And we review de novo “whether the district court applied the
correct legal standard.” Boettcher, ¶ 7.
B. Calculation of Father’s Adjusted Gross Income
¶ 12 A parent’s child support obligation is based on the parents’
combined gross income and is calculated by applying the statutory
schedule in section 14-10-115(7)(b), C.R.S. 2025. In re Marriage of
Glenn, 60 P.3d 775, 777 (Colo. App. 2002). For self-employed
parents, gross income “equals gross receipts minus ordinary and
necessary expenses . . . required to produce such income.” § 14-
10-115(5)(a)(III)(A). The ordinary and necessary expenses used to
calculate self-employment income do not include any business
5 expenses the court decides are inappropriate. § 14-10-
115(5)(a)(III)(B). Ordinary and necessary business expenses also do
not include “amounts allowable by the internal revenue service for
the accelerated component of depreciation expenses or investment
tax credits.” Id.
¶ 13 Father asserts the court erred in two ways when calculating
his self-employment income. First, he submits that the court did
not properly determine the total amount of gross receipts he
received from his business and from a rental property. Second, he
submits that the court did not subtract the ordinary and necessary
expenses he incurred when running the business and maintaining
the rental property.
¶ 14 We begin by noting the court’s factual findings concerning
father’s income are terse. But, after reviewing the record, we
conclude we can determine the basis of its order. See Moeller v.
Colo. Real Est.

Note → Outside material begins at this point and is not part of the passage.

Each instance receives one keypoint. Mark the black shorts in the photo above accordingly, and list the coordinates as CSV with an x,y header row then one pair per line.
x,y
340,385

Comm’n, 759 P.2d 697, 703 (Colo. 1988)(“[T]hough
the factual findings of the trial court are brief and undetailed, we
are able to determine the basis of the trial court’s judgment from its
findings and a review of the record.”); In re Marriage of Udis, 780
P.2d 499, 504 (Colo. 1989)(“The trial court’s order is neither as
6 detailed nor as complete as might be desired. . . . [But] [w]hen a
trial court’s order is supported by competent evidence, it should not
be disturbed on review.”).
¶ 15 Next, we take father’s point that the court’s order exactly
mirrored mother’s statement that father’s monthly adjusted gross
income was $15,375. We shall, as a result, carefully look at the
record to see whether it supports the court’s findings. See Trask v.
Nozisko, 134 P.3d 544, 549 (Colo. App. 2006)(a district court’s
findings are subject to heightened scrutiny when they mirror a
party’s proposed findings verbatim). After doing so, we conclude
the court did not abuse its discretion when it calculated his
monthly adjusted gross income.
¶ 16 What we discover in the record is that, based on deposits into
bank accounts for father’s business and his rental property, father’s
monthly gross receipts — not to be confused with his adjusted
gross monthly income — were $32,446. We reject father’s assertion
that the court erred when it relied on this figure to calculate his
income. Courts may rely on deposits into a business bank account
to calculate a parent’s self-employment income if it is clear where
the deposits came from. See In re Marriage of Nimmo, 891 P.2d
7 1002, 1008 (Colo. 1995)(“Claims that are too speculative may not be
used to determine child support.”).
¶ 17 Whether the deposits were income for the business and the
rental property was a question of fact for the trial court to resolve.
See In re Marriage of Finer, 920 P.2d 325, 329 (Colo. App. 1996).
And the record supports the court’s finding. For example, the
deposits into the business bank account came primarily from
Square, a business technology platform that allows business
owners to accept payments for services, and the deposits into the
rental property bank account came primarily from Airbnb, a
platform that allows property owners to accept payments for leasing
their property.
¶ 18 Our review of the record “reveals nothing to warrant reversal of
the trial court’s implicit determination that any claimed expenses
were not necessary or required to produce the . . . income in
question.” In re Marriage of Cropper, 895 P.2d 1158, 1161 (Colo.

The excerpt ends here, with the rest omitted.